Despite limitations, parts-based models allow for decomposing the problem from
exponentially many possibilities to a quadratic number for each pair of parts.
Atomic parts can employ appearance models with some degree of genericness,
enabling the models to generalize to unseen poses in the future.

An entirely different approach is to tackle the problem holistically without
decomposing the problem into smaller, conditionally independent pieces.  These
methods attempt to map directly from image to part locations, typically through
the use of exemplars.

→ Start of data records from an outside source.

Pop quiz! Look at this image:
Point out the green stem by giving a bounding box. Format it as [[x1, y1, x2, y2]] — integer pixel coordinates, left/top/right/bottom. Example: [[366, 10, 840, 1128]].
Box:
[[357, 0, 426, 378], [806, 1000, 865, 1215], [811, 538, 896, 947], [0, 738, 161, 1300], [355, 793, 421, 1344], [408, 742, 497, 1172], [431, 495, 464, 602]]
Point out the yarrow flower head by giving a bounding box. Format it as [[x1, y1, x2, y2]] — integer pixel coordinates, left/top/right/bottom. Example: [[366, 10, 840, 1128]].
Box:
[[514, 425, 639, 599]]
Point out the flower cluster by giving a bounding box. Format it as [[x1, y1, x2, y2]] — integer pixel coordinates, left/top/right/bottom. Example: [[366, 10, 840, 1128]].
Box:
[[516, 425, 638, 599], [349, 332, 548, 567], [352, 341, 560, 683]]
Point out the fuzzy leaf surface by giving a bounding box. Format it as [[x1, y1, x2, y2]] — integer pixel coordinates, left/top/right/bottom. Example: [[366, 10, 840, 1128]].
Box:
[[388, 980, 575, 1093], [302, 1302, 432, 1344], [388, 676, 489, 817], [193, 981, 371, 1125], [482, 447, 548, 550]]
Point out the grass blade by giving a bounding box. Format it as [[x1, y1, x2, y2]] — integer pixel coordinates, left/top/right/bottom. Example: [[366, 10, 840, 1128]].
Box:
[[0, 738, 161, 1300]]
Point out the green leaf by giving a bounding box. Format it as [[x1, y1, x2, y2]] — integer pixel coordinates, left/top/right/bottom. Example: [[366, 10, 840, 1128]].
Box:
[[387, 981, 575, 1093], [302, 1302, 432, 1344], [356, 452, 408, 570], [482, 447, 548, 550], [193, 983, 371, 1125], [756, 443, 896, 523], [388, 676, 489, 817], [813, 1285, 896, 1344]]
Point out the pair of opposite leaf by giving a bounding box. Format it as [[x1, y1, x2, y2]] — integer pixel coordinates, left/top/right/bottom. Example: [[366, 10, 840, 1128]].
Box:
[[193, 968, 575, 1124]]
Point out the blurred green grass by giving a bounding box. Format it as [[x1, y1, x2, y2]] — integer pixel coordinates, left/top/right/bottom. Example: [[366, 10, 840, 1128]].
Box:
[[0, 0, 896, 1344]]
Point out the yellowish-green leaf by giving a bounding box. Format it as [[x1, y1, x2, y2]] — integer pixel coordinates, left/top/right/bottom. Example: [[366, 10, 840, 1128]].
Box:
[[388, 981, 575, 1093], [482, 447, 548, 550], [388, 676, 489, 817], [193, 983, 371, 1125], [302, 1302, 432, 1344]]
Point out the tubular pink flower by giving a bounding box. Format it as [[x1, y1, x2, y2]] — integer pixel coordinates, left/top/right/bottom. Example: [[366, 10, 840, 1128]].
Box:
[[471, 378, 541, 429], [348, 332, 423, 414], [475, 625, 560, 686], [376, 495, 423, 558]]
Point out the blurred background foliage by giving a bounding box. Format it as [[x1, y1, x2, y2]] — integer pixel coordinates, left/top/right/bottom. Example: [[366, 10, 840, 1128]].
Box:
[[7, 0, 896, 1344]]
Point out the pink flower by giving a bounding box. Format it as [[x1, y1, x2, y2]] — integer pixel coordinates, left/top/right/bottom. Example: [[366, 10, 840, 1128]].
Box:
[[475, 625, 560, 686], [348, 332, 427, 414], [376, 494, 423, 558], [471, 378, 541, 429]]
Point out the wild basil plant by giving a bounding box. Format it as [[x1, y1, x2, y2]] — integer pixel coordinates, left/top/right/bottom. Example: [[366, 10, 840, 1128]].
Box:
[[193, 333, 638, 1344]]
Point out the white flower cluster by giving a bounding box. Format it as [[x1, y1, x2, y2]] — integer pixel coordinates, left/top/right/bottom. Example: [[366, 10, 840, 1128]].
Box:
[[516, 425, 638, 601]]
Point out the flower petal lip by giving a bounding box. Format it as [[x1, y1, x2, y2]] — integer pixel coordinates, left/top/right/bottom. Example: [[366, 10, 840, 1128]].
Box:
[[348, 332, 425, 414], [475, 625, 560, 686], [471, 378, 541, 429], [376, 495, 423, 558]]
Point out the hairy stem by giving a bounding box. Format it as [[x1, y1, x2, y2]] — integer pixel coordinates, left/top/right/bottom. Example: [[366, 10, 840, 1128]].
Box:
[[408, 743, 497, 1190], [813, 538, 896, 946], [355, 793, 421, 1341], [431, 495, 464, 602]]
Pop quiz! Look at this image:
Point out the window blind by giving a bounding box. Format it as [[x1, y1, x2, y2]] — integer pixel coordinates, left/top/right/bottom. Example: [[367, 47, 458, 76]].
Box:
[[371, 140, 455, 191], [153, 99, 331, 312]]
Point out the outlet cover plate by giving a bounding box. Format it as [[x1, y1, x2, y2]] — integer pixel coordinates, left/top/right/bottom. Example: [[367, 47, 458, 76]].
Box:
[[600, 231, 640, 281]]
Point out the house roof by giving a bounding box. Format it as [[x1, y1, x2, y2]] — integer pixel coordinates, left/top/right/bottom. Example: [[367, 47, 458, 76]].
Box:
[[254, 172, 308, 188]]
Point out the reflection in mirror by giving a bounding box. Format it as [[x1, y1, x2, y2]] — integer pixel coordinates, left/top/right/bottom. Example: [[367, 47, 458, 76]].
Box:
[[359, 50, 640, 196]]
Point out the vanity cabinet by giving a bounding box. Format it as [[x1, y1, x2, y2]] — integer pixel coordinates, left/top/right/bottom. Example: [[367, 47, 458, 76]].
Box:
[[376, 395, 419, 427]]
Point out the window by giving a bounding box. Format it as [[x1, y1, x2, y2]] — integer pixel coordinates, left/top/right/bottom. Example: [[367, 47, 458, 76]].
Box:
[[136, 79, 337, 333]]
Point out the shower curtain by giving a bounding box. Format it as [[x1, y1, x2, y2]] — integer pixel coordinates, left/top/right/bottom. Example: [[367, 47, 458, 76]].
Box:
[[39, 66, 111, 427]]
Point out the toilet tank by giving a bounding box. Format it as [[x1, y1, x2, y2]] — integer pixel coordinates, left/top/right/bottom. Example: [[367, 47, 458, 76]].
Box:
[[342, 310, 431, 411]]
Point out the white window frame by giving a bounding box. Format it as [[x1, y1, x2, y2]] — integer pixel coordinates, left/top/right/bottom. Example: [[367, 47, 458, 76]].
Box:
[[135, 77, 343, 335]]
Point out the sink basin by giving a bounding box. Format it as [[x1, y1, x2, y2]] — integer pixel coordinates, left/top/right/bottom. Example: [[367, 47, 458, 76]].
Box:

Possibly the simplest is the work of \citet{mori02} which
finds a nearest neighbor based on shape context, and transfers joint locations.
\citet{toyama2002} consider modeling pose as a mixture of exemplar similarities
using chamfer distance to define a metric space.  \citet{shak2003} treat
exemplar distance as a locality-sensitive hashing problem.  More recently,
\citet{taylorpose} learn a non-linear embedding so that nearest-neighbor pose
classification is effective at predicting hand locations, using a nearest
neighbor database of $40,000$ images.

Finally, \citet{ionescu2011} learns a non-linear regression from figure-ground
hypotheses directly to a vector of 3D joint locations.  The regression of
different joints is non-linearly decorrelated by embedding in a latent space
via Kernel Dependency Estimation, with a kernel based on similarity between
estimated figure-ground masks and groundtruth masks generated from a synthetic
3D model rendered in a variety of poses.

All of the works mentioned here have not been applied to recent ``in the wild''
datasets that we consider in this thesis.  It remains an open question whether
such exemplar-based methods can capture all the variations present in such
challenging datasets.  Parts-based models can achieve a much higher degree of
generality due to their decomposable nature.